Other distractions were varied and numerous: the slightly daft hats that topped every look at JW Anderson; the turntable catwalk at Anya Hindmarch, Wurlitzing the audience around her trademark bag shapes jazzed up with carnivalesque scribbles; or the looming screens at Hunter Original, bubbling away a pointless aquatic fantasia behind simple-minded, under-designed clothing. And there are always distractions at Burberry Prorsum: selling from live streams, saturation backstage coverage, and, invariably, tinnitus-inducing live music.

This season, the distraction was a partnership with YouTube that allowed online viewers to move through “dimensions of experience”. That didn’t impact on our view of the show, although elements seemed geared towards the World Wide Web rather than the fashion world (the decibel-level of that music, for one). Burberry’s former CEO, Angela Ahrendts, recently left to join Apple, and she probably had all the experience needed to join a tech company. You couldn’t help but wish that Burberry and its now chief executive and creative officer Christopher Bailey would focus more attention on innovation in the actual clothing, rather than on innovative and inventive means of publicising it.
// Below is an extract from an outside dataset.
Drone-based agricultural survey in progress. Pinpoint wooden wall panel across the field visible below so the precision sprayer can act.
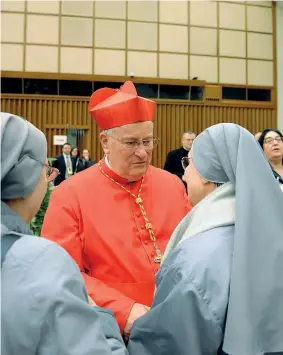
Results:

Those kind of tech specs can help great clothes look even better, but they won’t save a clanger. If you rinse the clothes of the bells and whistles and they don’t stand up, then you have a problem. Sometimes, there’s not even that much going on. Jonathan Saunders showed his collection in a cavernous hall in the British Museum, but the clothes – often simple, too often simplistic – didn’t live up to the space around them. You left feeling empty.

Christopher Bailey’s collection for Burberry Prorsum was awash with bright prints (EPA)

There was a handful of collections, just, in London that didn’t rely on distractions, or that – even better – overcame them. Mary Katrantzou trucked in a ton of chipped rubber to cover her catwalk at the 11th hour. The red floor of her venue, a fire station in Lambeth, was too distracting, she said. The models wobbled, but none of them stumbled, which found a counterpart in the collection itself.

JW Anderson’s distractions were those hats – oversized, slouchy leather sou’ westers, which probably sounded like a good idea but came across as gimmicky, as well as recalling recent collections by Balenciaga, and Stefano Pilati for Yves Saint Laurent. The latter was more relevant than the former, because there was a bubbling undercurrent of the type of bourgeoise Belle de Jour perversion that the original Saint Laurent perfected. It was there in a trio of towelling Chanel-ish suits, the midriffs cropped out and suctioned to the body; in the marinere-buttoned flaps displaced from crotch to buttocks on sailor trousers; and always in the leather, grasping at waists, slithering against the body, sometimes sleekly seamed, sometimes chewed-up and clumped, like wadded bubblegum in an intestinal puce. That sounds like I didn’t like this show, perhaps, but I did.

J.W. Anderson spring/summer 2015 (Getty)

There’s a strength and conviction to what Christopher Kane does. Even if you don’t like it, you can appreciate it, because you know it’s what he thinks is right. I didn’t like this collection, with it’s odd, off-colour palette. The wriggling, vermicious rope-patterned lace dresses that opened and closed the show had a compelling, repugnant appeal. That frisson of sickness was lacking in the rest, which got knotted up in odd experimentations in technique (satin cones, tulle insertions) that looked decidedly ropey. My main issue is conviction: I wasn’t convinced that he was convinced. But perhaps we demand too much from Kane, particularly when the season as a whole seems to be grasping around for meaning. We want Kane to make it all click, but you can’t be right all of the time.

Conviction was what made Tom Ford. Love it (as I do) or loathe it (as many others did), it was perhaps unparallelled in London when it came to ramming home its message. That message was leggy, short, sexy, simple. Sheer, sequins, sky-high hemlines, stilt-walker platforms and a slither of stocking-top. Simple, see? It didn’t have much to say, but what it said was fog-horned with such force, you were blown away. It was also unmistakably Tom Ford, emphasising and re-emphasising what he stands for in a cacophonous international marketplace. It blocked out all distractions. It minimised the noise.

Models walk the runway at the Tom Ford show during London Fashion Week spring/summer 2015 (GETTY)

Ford’s clothes were loud. That’s why they drowned everything else out. And regardless of personal taste, as an experience, that was great. Because – and here’s the rub – if the clothes are good enough, none of that background noise matters.

People get tied up in the idea of “commercial” clothing, and the precise interpretations of that. Pejoratively, it’s used to mean clothes rinsed of invention and experimentation. Clothes we’re familiar with – either from the designer showing them, or from other designers’ work. In actual fact, commercial fashion can (and should) be garments that are so beautiful, different and desirable, you’re simply compelled to buy them. No distractions needed.